Notícia atualizada às 18:41

O saxofonista Jorge Reis, de 55 anos, morreu esta quinta-feira de madrugada, no Hospital de S. José, em Lisboa, informou o Hot Clube Portugal, de cuja orquestra o músico fazia parte. Jorge Reis, que iniciou os estudos musicais, aos seis anos, na Academia de Música de Santa Cecília, em Lisboa, fazia também parte do corpo docente da Escola de Jazz Luiz Villas-Boas, do Hot Clube.

Em abril último, o músico foi homenageado no âmbito do ciclo «Histórias de jazz em Portugal», criado pelo crítico e programador António Curvelo e pelo músico Manuel Jorge Veloso.

Nesse encontro, Jorge Reis revelou que o primeiro disco que comprou foi «Help!», dos The Beatles, músicos que «foram muito importantes» na sua vida. «Gosto das melodias, das vozes, da harmonia do 'riff' das guitarras. E houve uma altura em que o John Lennon me interessou mais, também pelo que dizia», afirmou na ocasião.

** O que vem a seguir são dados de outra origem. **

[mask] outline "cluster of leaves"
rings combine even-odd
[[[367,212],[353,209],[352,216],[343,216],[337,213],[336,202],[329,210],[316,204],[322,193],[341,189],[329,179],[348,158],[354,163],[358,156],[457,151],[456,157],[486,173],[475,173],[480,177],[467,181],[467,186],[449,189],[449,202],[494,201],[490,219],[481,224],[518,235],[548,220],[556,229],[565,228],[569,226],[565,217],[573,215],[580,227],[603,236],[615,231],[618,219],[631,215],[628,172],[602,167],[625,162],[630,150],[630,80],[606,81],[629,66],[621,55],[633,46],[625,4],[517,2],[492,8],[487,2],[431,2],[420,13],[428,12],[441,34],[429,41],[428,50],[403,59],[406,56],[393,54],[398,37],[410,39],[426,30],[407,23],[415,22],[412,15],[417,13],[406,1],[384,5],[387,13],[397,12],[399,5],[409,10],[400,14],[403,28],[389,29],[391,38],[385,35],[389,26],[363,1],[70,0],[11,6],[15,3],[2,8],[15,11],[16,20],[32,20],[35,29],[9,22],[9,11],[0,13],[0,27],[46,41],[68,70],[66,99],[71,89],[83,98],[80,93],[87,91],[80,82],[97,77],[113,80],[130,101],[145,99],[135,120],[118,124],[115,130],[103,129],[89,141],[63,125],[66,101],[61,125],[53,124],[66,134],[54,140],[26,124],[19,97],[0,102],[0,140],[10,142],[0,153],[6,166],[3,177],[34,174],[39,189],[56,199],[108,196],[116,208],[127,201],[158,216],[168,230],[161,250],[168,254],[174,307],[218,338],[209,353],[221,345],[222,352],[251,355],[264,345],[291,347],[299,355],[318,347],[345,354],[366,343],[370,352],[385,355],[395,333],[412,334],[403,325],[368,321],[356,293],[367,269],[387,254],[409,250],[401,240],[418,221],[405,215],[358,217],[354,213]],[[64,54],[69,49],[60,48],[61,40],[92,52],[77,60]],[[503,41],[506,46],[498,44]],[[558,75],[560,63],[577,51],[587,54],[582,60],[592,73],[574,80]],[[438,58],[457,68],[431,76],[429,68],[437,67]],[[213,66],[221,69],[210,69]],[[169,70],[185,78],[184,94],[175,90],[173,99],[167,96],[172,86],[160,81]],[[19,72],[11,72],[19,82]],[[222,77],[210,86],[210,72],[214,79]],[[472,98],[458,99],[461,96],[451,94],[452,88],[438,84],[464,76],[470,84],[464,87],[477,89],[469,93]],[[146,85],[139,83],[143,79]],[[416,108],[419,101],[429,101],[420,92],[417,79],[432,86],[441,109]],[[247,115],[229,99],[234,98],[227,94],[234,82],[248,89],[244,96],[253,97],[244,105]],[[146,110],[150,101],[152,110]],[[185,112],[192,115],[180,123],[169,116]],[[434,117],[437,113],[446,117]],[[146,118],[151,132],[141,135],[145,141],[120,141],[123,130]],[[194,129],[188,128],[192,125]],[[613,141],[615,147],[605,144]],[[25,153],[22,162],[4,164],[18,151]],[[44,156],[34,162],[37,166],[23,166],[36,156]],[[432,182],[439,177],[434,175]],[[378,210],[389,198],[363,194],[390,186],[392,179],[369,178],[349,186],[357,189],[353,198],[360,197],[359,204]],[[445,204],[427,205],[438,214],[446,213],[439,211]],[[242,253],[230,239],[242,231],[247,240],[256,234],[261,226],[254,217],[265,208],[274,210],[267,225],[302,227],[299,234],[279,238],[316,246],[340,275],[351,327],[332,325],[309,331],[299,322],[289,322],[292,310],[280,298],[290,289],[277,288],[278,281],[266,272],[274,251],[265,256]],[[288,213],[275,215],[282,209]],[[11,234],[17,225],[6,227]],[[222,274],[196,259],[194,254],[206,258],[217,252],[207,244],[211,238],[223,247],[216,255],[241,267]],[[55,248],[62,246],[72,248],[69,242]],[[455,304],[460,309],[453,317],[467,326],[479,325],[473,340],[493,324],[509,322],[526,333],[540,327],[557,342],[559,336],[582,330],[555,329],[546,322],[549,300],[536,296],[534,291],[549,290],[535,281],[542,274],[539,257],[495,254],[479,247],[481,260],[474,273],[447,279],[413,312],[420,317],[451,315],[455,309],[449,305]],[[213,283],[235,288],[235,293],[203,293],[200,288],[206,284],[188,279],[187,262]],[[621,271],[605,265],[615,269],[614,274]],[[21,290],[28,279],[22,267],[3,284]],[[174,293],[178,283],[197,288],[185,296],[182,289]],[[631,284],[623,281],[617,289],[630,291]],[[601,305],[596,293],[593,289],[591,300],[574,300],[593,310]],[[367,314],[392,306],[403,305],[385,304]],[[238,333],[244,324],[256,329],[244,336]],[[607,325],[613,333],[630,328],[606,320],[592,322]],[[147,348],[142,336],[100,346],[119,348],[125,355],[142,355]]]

Na área do jazz, a sua «primeira paixão» foi o saxofonista norte-americano Charlie Parker (1920-1955), protagonista do «bebop». «Quando me comecei a interessar pelo jazz, houve logo ali uma atração pelos instrumentos de sopro. Mas não ia comprar um saxofone, que era um instrumento muito grande. Por isso, experimentei a flauta de bisel, que foi o meu primeiro instrumento no jazz. E tentava imitar com a flauta aquilo que o Charlie Parker fazia», recordou Jorge Reis.

Tendo aprendido violino, na Academia de Santa Cecília, ingressou em 1976 na Orquestra Sinfónica da RDP, na qual permaneceu até à sua extinção, em 1993. Em 1979, terminou o Curso de Violino do Conservatório Nacional de Lisboa e, a partir de 1983, desenvolveu um interesse e uma prática cada vez mais intensa no jazz.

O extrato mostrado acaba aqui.